The summer I turned seven, my parents separated and my mom became Superwoman. Of course, it was many years before I realized this. But most superheroes are pretty forgiving and my mom was no exception. She managed to work full-time, maintain a happy home and active social life, and raise three energetic kids singlehandedly. More importantly, she managed to give us each every spare ounce of her love and attention.
Realistically, there were lots of things that got neglected and ignored. I remember when I was ten, our TV broke, and we just went without one for several months. But that’s when my mom taught me to become a card shark in Euchre, a title I wear proudly to this day. Lunches were generally two slices of white bread, with a piece of warm bologna stuck in the middle and an apple thrown into a brown bag. And we were one of the first families to have a running tab with the local pizza shop. I’m not sure I ever wore matching socks to school – but I always got a kiss goodbye in the morning.

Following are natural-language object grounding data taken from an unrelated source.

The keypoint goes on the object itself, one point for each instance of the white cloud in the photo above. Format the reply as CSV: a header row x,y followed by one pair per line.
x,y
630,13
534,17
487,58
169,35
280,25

I was also the only girl to join the local softball league and my mom never tried to talk me out of it, though she may have been nervous about it. Probably even more so when the third baseman was dared into asking me to show them my jockstrap (I joined drama club next summer instead). She proudly read all my sappy, rhyme-y poetry to her friends and continuously encouraged me to write more.
Weekends usually started with warm bagels from the local bakery (the pizza shop only opened at noon), wandering though used bookshops or heading to local community theatre. In hindsight, I realized money must have been tight, but as a kid, all I knew was that there was always money for books (used ones) and the occasional ice cream. I don’t remember my mom ever wearing makeup or high heels, but to be honest, I’m still not sure I get the allure entirely.
As an adult, I’ve adopted my mom’s talent for cleaning and cooking, hence our weekly house-cleaner visit and the kitchen drawer crammed with take-out menus. But I’ve also inherited her love of reading and joy of socializing. As a mom of two, I’m grateful to be married to a man who shares the same parenting beliefs as I do, and we make a kick-ass parenting tag team. But every time my husband gets up in the middle of the night to massage a cramped leg or attends parent/teacher meetings without me, I’m reminded of the invisible cape my mom wore for so many years and hope she knows how completely and utterly in awe I am of her.